GENEVA, 16 July 2021 – The UN Secretary-General’s Special Representative for Disaster Risk Reduction, Mami Mizutori, today extended her condolences to all those affected by the current severe floods across Europe and urged greater investment in disaster risk reduction against a natural hazard which, until the arrival of COVID-19, has typically affected more people annually than any other disaster type.

“I send my heartfelt condolences to the people and governments of Germany and Belgium where lives have been lost and my sympathy is also with the people of the Netherlands, France, Luxembourg and Switzerland on the disruption caused by these record rains. Lives, homes, and livelihoods have been lost in a flood event of such magnitude that people had difficulty in comprehending what action they could take to protect themselves from it.

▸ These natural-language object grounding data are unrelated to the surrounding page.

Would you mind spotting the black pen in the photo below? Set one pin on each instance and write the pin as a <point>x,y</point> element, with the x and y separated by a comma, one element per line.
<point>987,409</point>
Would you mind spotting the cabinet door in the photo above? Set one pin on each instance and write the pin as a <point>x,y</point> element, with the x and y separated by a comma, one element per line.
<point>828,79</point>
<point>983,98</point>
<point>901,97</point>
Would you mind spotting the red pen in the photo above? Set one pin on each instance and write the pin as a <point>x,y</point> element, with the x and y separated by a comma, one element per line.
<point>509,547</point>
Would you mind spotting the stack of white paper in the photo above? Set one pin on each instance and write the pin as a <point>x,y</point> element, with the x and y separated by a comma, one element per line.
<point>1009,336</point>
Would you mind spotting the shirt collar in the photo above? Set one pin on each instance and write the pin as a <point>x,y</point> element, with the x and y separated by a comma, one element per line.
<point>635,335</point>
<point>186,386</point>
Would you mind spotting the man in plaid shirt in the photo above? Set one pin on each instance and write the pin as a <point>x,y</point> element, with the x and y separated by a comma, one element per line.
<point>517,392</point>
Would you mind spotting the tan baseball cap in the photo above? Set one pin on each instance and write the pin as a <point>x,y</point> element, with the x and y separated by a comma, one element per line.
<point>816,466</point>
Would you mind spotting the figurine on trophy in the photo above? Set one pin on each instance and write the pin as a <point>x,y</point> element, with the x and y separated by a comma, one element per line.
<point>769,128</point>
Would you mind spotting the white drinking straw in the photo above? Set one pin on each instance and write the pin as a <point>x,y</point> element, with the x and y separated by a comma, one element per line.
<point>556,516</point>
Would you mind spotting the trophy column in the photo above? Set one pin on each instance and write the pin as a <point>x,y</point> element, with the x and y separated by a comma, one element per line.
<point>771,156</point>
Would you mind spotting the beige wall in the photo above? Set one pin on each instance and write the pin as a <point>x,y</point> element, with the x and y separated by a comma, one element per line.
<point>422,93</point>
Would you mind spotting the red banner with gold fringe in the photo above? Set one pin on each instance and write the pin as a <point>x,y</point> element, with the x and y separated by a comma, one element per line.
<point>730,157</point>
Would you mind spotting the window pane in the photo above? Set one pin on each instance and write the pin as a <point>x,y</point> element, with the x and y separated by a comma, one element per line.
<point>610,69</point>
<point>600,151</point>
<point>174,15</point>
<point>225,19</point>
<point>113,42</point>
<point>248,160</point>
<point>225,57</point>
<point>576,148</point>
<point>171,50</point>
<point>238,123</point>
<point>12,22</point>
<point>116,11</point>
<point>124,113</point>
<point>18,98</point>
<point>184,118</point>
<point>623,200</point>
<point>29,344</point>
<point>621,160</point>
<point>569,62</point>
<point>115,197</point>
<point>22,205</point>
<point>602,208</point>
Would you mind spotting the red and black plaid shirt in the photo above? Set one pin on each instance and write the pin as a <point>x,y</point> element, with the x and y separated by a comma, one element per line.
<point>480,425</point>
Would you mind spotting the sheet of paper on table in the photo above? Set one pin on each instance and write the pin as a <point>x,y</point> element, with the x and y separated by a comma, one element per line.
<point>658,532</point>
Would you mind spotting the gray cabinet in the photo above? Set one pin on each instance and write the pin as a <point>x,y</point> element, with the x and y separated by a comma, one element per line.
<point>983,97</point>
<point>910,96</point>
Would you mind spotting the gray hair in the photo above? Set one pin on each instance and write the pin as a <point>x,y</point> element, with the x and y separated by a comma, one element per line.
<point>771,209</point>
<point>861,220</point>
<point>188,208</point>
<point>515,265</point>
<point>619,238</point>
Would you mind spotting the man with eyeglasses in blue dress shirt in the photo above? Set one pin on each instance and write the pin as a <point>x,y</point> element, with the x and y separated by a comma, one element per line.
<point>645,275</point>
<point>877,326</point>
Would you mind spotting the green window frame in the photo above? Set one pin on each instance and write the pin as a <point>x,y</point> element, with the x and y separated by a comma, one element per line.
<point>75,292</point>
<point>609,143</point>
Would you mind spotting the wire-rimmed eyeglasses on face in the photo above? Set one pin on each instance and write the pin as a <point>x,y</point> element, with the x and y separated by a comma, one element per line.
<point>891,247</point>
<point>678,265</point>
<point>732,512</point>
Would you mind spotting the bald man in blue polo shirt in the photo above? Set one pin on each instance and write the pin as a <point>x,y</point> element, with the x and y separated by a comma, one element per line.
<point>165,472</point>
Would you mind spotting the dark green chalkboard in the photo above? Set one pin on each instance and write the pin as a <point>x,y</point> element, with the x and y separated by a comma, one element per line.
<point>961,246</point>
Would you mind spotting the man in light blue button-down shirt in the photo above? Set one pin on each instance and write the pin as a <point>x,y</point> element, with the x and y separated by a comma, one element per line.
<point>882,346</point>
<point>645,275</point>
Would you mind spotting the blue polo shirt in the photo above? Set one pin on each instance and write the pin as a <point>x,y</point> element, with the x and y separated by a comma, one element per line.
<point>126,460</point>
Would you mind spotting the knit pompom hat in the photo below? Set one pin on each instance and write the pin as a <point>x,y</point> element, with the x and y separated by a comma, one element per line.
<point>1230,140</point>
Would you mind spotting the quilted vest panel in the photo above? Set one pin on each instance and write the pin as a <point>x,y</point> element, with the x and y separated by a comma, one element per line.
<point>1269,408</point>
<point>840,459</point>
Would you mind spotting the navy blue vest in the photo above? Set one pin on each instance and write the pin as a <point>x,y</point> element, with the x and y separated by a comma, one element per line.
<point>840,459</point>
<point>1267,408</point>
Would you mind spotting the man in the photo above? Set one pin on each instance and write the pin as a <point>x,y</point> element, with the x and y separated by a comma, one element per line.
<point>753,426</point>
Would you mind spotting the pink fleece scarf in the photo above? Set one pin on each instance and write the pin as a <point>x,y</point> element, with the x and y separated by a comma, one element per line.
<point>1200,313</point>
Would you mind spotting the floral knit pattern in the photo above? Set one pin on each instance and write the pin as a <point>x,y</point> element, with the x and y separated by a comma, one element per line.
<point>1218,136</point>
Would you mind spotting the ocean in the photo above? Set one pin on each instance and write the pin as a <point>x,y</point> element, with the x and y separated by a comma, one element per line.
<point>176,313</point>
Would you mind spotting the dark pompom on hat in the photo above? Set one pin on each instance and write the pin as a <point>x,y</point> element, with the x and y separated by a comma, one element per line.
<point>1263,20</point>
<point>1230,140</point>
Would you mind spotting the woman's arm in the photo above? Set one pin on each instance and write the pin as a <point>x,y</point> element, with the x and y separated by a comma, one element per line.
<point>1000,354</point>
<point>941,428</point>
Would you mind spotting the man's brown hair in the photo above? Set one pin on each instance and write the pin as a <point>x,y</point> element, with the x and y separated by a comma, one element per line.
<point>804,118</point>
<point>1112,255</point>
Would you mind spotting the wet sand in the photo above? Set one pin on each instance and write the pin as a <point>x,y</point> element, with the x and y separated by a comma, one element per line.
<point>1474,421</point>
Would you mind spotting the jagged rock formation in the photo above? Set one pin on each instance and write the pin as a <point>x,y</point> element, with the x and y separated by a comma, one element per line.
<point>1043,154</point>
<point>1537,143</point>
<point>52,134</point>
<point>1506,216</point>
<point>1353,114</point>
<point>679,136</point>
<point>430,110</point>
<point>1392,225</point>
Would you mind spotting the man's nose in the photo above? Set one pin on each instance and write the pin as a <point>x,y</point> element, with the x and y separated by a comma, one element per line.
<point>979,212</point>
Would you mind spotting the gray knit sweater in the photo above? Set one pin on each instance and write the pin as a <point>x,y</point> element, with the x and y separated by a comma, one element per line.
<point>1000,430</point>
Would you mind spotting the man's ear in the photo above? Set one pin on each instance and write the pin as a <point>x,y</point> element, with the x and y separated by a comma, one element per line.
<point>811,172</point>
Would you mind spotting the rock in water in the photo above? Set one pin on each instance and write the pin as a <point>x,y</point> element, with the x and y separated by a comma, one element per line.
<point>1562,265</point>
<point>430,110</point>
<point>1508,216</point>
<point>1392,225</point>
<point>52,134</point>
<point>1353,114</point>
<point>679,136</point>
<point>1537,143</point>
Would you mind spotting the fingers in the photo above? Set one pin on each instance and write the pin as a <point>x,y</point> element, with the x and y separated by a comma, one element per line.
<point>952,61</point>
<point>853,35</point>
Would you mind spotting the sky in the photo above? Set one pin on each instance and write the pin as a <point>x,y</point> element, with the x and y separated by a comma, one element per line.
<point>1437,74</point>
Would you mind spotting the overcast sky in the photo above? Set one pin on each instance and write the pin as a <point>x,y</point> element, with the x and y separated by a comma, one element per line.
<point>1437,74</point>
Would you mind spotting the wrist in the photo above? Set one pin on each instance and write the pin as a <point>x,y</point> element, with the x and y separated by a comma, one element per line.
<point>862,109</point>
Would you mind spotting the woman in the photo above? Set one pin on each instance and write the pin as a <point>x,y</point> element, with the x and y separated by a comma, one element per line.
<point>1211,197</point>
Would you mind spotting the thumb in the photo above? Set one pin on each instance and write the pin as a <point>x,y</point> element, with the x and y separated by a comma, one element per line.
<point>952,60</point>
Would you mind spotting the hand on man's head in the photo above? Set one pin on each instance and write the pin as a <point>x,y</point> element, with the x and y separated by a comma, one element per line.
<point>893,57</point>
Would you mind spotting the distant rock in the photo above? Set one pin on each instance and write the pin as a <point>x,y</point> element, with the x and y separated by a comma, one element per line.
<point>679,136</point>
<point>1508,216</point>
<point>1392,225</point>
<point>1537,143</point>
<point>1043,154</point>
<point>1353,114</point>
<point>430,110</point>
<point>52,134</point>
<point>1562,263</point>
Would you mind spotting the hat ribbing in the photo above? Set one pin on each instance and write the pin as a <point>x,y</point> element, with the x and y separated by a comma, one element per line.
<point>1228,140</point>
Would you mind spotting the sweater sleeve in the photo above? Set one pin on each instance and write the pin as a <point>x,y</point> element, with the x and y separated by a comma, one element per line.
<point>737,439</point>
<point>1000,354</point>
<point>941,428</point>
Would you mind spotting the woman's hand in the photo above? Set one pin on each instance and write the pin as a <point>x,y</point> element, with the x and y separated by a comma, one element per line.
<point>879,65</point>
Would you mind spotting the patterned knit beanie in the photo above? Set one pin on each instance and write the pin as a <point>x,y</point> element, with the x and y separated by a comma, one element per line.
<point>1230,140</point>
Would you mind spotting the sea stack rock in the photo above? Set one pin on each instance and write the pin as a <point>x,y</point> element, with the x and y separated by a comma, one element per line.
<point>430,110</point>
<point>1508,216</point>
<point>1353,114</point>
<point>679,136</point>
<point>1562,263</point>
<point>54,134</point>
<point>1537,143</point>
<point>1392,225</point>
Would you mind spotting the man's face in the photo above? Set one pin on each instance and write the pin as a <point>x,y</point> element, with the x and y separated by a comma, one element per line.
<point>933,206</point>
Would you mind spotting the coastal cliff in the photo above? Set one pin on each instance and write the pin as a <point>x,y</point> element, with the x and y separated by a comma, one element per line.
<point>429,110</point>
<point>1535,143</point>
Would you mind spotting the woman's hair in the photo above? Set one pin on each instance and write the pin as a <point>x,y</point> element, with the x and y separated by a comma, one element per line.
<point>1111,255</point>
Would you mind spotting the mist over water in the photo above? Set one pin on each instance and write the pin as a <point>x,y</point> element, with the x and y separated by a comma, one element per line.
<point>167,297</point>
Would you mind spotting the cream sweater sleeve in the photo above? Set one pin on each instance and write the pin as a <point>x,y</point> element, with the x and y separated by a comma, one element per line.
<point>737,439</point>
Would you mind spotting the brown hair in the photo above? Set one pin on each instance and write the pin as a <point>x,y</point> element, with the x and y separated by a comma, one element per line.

“Europe has seen major flooding before but rarely on this scale and with such harrowing loss of life. This underlines the importance of getting to grips with measures to adapt cities, towns and rural areas to the shocks that arise to our weather systems in a warming world. We need to make our urban areas more resilient to floods and storms to mitigate the impacts of large volumes of water and the landslides that usually accompany such phenomena.

“I am particularly concerned about media reports that in at least one incident nine persons living with disabilities lost their lives. National and local strategies for disaster risk reduction must take full account of the needs of such persons as well as others who may have mobility issues including older persons, children, and pregnant women. It is essential that disability organizations are involved in the disaster management planning process.

“While linking one disaster event with climate change is complicated, it is undoubtedly the case that over the last twenty years of record-breaking temperatures there has been a concomitant rise in the number of extreme weather events across the globe. The challenge before us is not just to reduce greenhouse gas emissions but to invest in adaptation to save lives, reduce economic losses and protect critical infrastructure.

“Europe will meet later this year in Portugal to discuss progress on implementing the Sendai Framework for Disaster Risk Reduction, the global plan to reduce disaster losses. That discussion will be an opportunity to reflect on the lessons learned from the tragic events now unfolding across Europe due to record heavy rains and to see how we can better adapt to climate change, improve multi-hazard early warning systems and strengthen public understanding of disaster risk.”